Châtaigneraie : un modèle d’agroforesterie germe dans le Cantal
Des éleveurs du Sud-Cantal projettent de rénover et/ou implanter des châtaigniers pour diversifier à terme leur activité et leurs revenus en tirant partie d’un schéma d’agroforesterie.
Ne pas mettre tous ses œufs dans le même panier : une stratégie paysanne quelque peu sacrifiée sur l’autel de la spécialisation, des impératifs économiques et des politiques agricoles européennes. Mais qu’ont décidée de ré-embrasser des éleveurs de bovins au regard des menaces qui planent sur leurs marchés, Ceta et Mercosur en tête. Pas de nouvel atelier animal ni de transformation dans leur projet de diversification, mais la réintroduction d’une culture emblématique de la Châtaigneraie cantalienne : la castahna qui a servi des décennies durant de “pain du pauvre” et qui connaît aujourd’hui un renouveau porté par le plan de relance accompagné par la Région Aura, la com com éponyme(1) et la Chambre d’agriculture.
Investir pour l’avenir
C’est le cas de Benoît Théron, installé depuis janvier dernier, avec son père et son frère à Roannes-Saint-Mary avec un cheptel de 200 mères limousines. “Le but de mon installation, qui s’est faite sans apport foncier, c’était de limiter au maximum les travaux délégués en entreprise”, expose le jeune homme qui a exercé à la chambre d’agriculture de Corrèze puis comme acheteur chez Celia. Et qui s’est pris de passion pour ce petit fruit que son oncle cultive dans le Lot. Son projet : planter d’une part 1 ha de châtaigniers en traditionnel pour commercialiser en frais de gros fruits (sans doute de la bouche de Bétizac) et, en parallèle, 100 arbres conduits en agroforesterie afin d’augmenter le rendement des parcelles implantées. Un investissement pour l’avenir, explique le jeune homme, puisque ces châtaigniers n’entreront en production que dans une dizaine d’années. À ses côtés lors d’une formation sur la plantation et le suivi des châtaigniers organisée la semaine dernière à Saint-Contant par la Chambre d’agriculture (lire par ailleurs), Jacqueline Lacoste. Avec son mari Gilles, elle a pris les devants voilà huit ans, en plantant 80 pieds de variétés locales sous la forme d’alignements d’arbres espacés de quelque
25 mètres. Éleveurs laitiers en bio, ils ont eu à cœur de raviver une tradition locale mais leur choix est aussi aujourd’hui conforté par les vertus de cette agroforesterie : “On a de plus en plus de sécheresses, ces arbres permettent aux vaches d’être à l’ombre.” Mais l’agricultrice prévient : “Les premières années, à la plantation, ça prend du temps, il faut arroser, protéger les plants contre les cervidés, élaguer...”

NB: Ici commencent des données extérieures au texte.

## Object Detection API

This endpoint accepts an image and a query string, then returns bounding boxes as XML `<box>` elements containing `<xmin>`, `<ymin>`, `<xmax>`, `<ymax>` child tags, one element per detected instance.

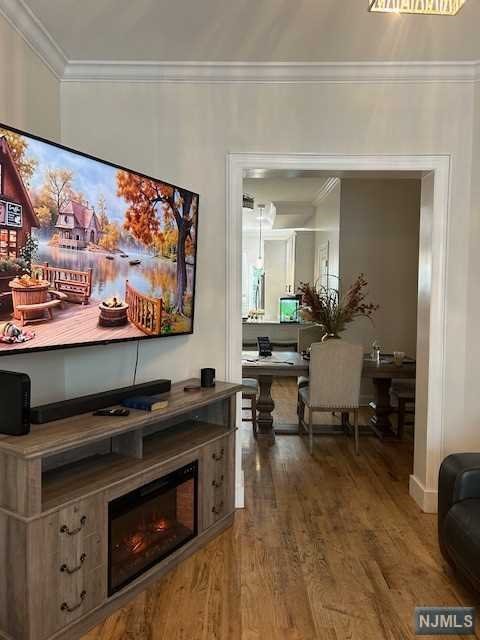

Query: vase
<box><xmin>322</xmin><ymin>333</ymin><xmax>341</xmax><ymax>342</ymax></box>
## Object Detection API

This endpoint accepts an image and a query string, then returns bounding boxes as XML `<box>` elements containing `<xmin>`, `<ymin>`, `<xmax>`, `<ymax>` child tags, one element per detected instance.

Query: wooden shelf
<box><xmin>0</xmin><ymin>380</ymin><xmax>242</xmax><ymax>459</ymax></box>
<box><xmin>42</xmin><ymin>422</ymin><xmax>230</xmax><ymax>512</ymax></box>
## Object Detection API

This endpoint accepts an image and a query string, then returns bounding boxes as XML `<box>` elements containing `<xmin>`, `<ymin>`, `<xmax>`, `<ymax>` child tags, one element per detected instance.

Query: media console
<box><xmin>0</xmin><ymin>380</ymin><xmax>242</xmax><ymax>640</ymax></box>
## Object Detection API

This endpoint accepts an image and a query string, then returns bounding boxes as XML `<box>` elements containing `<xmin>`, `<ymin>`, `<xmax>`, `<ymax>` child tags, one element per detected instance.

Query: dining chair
<box><xmin>298</xmin><ymin>339</ymin><xmax>363</xmax><ymax>455</ymax></box>
<box><xmin>242</xmin><ymin>378</ymin><xmax>258</xmax><ymax>438</ymax></box>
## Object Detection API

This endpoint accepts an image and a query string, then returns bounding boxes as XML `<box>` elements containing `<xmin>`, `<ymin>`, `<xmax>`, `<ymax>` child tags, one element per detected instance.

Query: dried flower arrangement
<box><xmin>298</xmin><ymin>273</ymin><xmax>379</xmax><ymax>337</ymax></box>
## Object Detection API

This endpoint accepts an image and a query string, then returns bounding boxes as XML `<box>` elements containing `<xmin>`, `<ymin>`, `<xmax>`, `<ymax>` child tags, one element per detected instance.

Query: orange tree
<box><xmin>117</xmin><ymin>170</ymin><xmax>197</xmax><ymax>314</ymax></box>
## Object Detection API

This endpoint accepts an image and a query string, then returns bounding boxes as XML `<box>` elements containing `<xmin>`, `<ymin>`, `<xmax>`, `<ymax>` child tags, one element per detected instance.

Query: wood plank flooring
<box><xmin>83</xmin><ymin>380</ymin><xmax>480</xmax><ymax>640</ymax></box>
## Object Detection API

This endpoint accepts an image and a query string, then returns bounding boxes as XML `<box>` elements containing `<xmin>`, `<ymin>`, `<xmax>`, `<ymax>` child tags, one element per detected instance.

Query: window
<box><xmin>0</xmin><ymin>229</ymin><xmax>17</xmax><ymax>259</ymax></box>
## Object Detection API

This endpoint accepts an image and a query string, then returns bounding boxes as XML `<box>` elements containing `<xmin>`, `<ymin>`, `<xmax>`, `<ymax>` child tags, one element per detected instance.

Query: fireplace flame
<box><xmin>153</xmin><ymin>518</ymin><xmax>169</xmax><ymax>533</ymax></box>
<box><xmin>126</xmin><ymin>533</ymin><xmax>147</xmax><ymax>553</ymax></box>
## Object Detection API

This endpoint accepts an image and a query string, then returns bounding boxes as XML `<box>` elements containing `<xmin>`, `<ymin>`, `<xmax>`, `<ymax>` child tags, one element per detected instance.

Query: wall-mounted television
<box><xmin>0</xmin><ymin>124</ymin><xmax>199</xmax><ymax>355</ymax></box>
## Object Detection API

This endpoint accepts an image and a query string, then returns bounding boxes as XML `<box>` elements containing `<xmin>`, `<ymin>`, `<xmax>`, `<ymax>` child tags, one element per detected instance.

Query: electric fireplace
<box><xmin>108</xmin><ymin>461</ymin><xmax>198</xmax><ymax>595</ymax></box>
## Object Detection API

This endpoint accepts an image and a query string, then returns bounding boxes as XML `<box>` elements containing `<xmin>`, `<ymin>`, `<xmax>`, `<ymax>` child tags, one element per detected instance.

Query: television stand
<box><xmin>0</xmin><ymin>380</ymin><xmax>242</xmax><ymax>640</ymax></box>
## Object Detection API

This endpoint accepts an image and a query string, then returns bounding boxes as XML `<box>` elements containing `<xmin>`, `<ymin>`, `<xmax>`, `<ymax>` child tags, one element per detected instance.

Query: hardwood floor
<box><xmin>80</xmin><ymin>381</ymin><xmax>480</xmax><ymax>640</ymax></box>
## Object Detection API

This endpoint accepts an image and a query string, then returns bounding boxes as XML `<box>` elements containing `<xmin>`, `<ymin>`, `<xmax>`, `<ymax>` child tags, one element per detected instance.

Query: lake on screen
<box><xmin>35</xmin><ymin>242</ymin><xmax>193</xmax><ymax>302</ymax></box>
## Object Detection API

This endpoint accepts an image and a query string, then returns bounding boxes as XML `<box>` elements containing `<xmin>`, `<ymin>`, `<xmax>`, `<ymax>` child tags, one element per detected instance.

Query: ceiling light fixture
<box><xmin>368</xmin><ymin>0</ymin><xmax>467</xmax><ymax>16</ymax></box>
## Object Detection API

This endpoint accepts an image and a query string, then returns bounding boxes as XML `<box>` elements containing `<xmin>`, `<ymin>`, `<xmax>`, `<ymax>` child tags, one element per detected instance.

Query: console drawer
<box><xmin>35</xmin><ymin>494</ymin><xmax>105</xmax><ymax>553</ymax></box>
<box><xmin>31</xmin><ymin>566</ymin><xmax>106</xmax><ymax>640</ymax></box>
<box><xmin>202</xmin><ymin>434</ymin><xmax>235</xmax><ymax>529</ymax></box>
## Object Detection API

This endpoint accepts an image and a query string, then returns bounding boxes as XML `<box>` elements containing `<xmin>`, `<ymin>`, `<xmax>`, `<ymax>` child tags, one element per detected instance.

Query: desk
<box><xmin>362</xmin><ymin>354</ymin><xmax>416</xmax><ymax>438</ymax></box>
<box><xmin>242</xmin><ymin>351</ymin><xmax>309</xmax><ymax>441</ymax></box>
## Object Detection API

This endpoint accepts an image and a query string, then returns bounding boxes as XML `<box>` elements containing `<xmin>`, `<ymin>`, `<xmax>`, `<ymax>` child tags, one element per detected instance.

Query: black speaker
<box><xmin>200</xmin><ymin>367</ymin><xmax>215</xmax><ymax>387</ymax></box>
<box><xmin>0</xmin><ymin>371</ymin><xmax>30</xmax><ymax>436</ymax></box>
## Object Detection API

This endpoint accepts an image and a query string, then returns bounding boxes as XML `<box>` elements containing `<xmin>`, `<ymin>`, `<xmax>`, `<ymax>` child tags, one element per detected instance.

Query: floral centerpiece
<box><xmin>298</xmin><ymin>273</ymin><xmax>379</xmax><ymax>339</ymax></box>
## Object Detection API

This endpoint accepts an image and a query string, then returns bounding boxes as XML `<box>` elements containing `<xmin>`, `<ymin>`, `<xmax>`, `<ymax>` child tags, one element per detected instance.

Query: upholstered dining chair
<box><xmin>298</xmin><ymin>339</ymin><xmax>363</xmax><ymax>455</ymax></box>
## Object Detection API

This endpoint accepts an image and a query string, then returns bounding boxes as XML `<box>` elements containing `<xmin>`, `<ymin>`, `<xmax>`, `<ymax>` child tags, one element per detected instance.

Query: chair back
<box><xmin>309</xmin><ymin>339</ymin><xmax>363</xmax><ymax>409</ymax></box>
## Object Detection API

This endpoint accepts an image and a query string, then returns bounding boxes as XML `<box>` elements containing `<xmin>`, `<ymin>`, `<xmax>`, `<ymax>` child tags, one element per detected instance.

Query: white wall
<box><xmin>264</xmin><ymin>240</ymin><xmax>287</xmax><ymax>321</ymax></box>
<box><xmin>0</xmin><ymin>16</ymin><xmax>66</xmax><ymax>403</ymax></box>
<box><xmin>464</xmin><ymin>83</ymin><xmax>480</xmax><ymax>451</ymax></box>
<box><xmin>293</xmin><ymin>231</ymin><xmax>315</xmax><ymax>293</ymax></box>
<box><xmin>340</xmin><ymin>179</ymin><xmax>420</xmax><ymax>356</ymax></box>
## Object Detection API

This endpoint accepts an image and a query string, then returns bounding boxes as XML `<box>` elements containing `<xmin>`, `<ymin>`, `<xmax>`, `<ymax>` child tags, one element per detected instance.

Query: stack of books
<box><xmin>122</xmin><ymin>394</ymin><xmax>168</xmax><ymax>411</ymax></box>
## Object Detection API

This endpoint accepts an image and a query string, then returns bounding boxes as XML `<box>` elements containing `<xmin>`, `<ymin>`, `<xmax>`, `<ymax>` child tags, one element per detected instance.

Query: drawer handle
<box><xmin>212</xmin><ymin>475</ymin><xmax>224</xmax><ymax>489</ymax></box>
<box><xmin>212</xmin><ymin>447</ymin><xmax>225</xmax><ymax>462</ymax></box>
<box><xmin>212</xmin><ymin>500</ymin><xmax>223</xmax><ymax>516</ymax></box>
<box><xmin>60</xmin><ymin>516</ymin><xmax>87</xmax><ymax>536</ymax></box>
<box><xmin>60</xmin><ymin>553</ymin><xmax>87</xmax><ymax>576</ymax></box>
<box><xmin>60</xmin><ymin>591</ymin><xmax>87</xmax><ymax>613</ymax></box>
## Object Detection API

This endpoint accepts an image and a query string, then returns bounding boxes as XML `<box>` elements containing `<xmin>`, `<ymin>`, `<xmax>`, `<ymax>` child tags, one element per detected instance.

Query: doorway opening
<box><xmin>227</xmin><ymin>154</ymin><xmax>450</xmax><ymax>512</ymax></box>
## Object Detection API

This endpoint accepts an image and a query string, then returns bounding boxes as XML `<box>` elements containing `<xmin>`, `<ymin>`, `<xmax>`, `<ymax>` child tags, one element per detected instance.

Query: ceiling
<box><xmin>17</xmin><ymin>0</ymin><xmax>480</xmax><ymax>62</ymax></box>
<box><xmin>243</xmin><ymin>176</ymin><xmax>330</xmax><ymax>237</ymax></box>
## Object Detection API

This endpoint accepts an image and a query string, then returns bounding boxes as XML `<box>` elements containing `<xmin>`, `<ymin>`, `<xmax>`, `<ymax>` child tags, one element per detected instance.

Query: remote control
<box><xmin>93</xmin><ymin>409</ymin><xmax>130</xmax><ymax>418</ymax></box>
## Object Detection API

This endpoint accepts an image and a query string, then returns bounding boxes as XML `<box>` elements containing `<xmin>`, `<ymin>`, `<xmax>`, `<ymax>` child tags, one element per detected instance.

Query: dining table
<box><xmin>242</xmin><ymin>351</ymin><xmax>416</xmax><ymax>442</ymax></box>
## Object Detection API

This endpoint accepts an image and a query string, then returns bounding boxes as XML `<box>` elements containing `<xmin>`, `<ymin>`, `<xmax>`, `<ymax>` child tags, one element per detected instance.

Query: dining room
<box><xmin>242</xmin><ymin>170</ymin><xmax>422</xmax><ymax>468</ymax></box>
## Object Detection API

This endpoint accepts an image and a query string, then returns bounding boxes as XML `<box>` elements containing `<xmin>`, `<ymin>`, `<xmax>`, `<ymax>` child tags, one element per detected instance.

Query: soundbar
<box><xmin>30</xmin><ymin>380</ymin><xmax>172</xmax><ymax>424</ymax></box>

Pour d’autres, c’est plus un attachement patrimonial et la passion qui les poussent à se lancer, comme Romain Laveissière, qui, avec ses parents éleveurs laitiers à Cassaniouze, a implanté un demi-hectare pour venir en relais des châtaigniers multicentenaires. “On a toujours eu des châtaigniers et déjà fait des greffes à notre petite échelle. Cette plantation reste modeste, sans vocation économique pour l’instant. Déjà, si ça rembourse l’investissement (compter 20 € par arbre), ce sera bien !” , déclare le jeune conseiller dans une coopérative.
Ombre et pièges à carbone
Cheville ouvrière de ce programme de relance à la chambre d’agriculture du Cantal, Laurence Bruel estime qu’il y a clairement un modèle d’agroforesterie à inventer en Châtaigneraie alliant sur une même parcelle pâturage et châtaigniers. “Jusqu’à présent, on était un peu écartelés entre un modèle castanéicole “intensif” type Sud-Ouest et un modèle très traditionnel comme celui pratiqué en Ardèche. Ici, on a essentiellement des éleveurs et il faut vraiment conserver l’utilisation du sol pour les animaux tout en mettant des arbres en production sachant qu’au-delà de l’ombre, d’une pousse d’herbe favorisée sous les arbres, ces derniers sont de sacrés pièges à carbone !”, fait valoir la conseillère.
(1) Com com de Châtaigneraie cantalienne.